Neurologist Laura Balcer and her group at the School of Medicine’s neurology department are bridging the gap between research and practice — by literally taking their work to the practice field.

Balcer’s cohort is researching the efficacy of a simple sideline test to detect concussions in athletes, and, with the help of several Penn teams, she’s getting real-world results.

Along with post-baccalaureate student Kristin Galetta, Balcer recently published an initial study on the King-Devick test in the medical journal Neurology. In the test, athletes who might have suffered a concussion read a series of numbers from a note card. A delay of five seconds greater than the athlete’s baseline score on the test was a “pretty clear indication” of a concussion, Galetta said.

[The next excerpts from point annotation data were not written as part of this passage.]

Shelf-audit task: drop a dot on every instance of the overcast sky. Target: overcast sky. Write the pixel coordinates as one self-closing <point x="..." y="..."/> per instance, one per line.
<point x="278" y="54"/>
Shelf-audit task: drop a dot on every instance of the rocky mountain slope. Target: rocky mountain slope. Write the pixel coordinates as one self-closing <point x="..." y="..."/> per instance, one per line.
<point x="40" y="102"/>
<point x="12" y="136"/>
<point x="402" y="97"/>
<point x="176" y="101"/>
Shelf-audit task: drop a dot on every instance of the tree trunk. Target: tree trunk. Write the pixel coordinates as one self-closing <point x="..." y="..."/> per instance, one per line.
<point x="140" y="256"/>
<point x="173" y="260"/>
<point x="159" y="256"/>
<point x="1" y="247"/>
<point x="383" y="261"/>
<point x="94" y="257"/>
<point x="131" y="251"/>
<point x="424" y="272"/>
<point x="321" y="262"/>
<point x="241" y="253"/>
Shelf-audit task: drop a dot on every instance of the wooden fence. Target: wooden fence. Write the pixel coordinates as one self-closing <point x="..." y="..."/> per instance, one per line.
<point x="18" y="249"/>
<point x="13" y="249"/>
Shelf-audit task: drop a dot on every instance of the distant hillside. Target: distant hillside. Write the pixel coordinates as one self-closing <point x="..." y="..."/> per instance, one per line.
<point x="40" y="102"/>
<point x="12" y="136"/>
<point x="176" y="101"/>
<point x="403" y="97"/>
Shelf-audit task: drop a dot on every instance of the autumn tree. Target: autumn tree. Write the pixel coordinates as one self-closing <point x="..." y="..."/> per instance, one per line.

After initial research with mixed martial arts fighters, Balcer and Galetta have since turned their focus to an ongoing study of the test involving over 200 Penn varsity athletes in six sports.

Based on the preliminary data, Galetta said the test is likely transferable to other sports. Balcer called the early returns “encouraging.”

“Somebody qualified on the sidelines would give the athletes a test if there was a chance they had suffered a concussion,” Galetta said. The current study is looking at Penn football, sprint football, men’s and women’s soccer and men’s and women’s basketball, but Galetta said they may pick up more teams as the spring season begins.

After he was contacted by Balcer’s group, Penn Athletics head trainer Eric Laudano took the lead on collaborating with the researchers.

“Anytime we are able to be assisted by the medical experts at Penn, I am on board,” he wrote in an e-mail. “We have the best medical minds in the country and world here at Penn and to be able to collaborate with any of them to assist in the health care of our athletes is a special opportunity.”

Both parties recognized the benefits of collaborating on the study. For Laudano, it was a great opportunity for his athletes to help protect themselves and their peers.

“All the trainers have really gotten on board with this, and we’ve developed relationships with them,” Galetta said.

“I don’t think [collaboration is] something that commonly happens,” she added, “but it’s something that is so relevant to what’s going on in sports, so I think that they were willing to help us.”

Current concussion diagnosis requires a medical assessment of a patient’s symptoms, a subjective analysis which can be tripped up by an athlete eager to get back on the field.

The objective King-Devick test not only eliminates ambiguity in quick sideline diagnosis, Galetta said, but it does not have to be administered by a physician.

“This tool is a breakthrough tool in the management of head injuries and concussions,” Laudano wrote. “The King-Devick test allows us to asses the objective findings by examining an area of the brain that is impossible for the athletes to memorize or cheat on.

“We recognize that our athletes are competitive and want to play and win. But in our position, we must protect them from further injury and protect their future as a person. This test takes the guesswork out of whether or not the athlete is being truthful in their subject communication to us regarding their symptoms.”

But as Laudano and his partners at the Medical School point out, this test is just one in a growing set of tools to identify head trauma.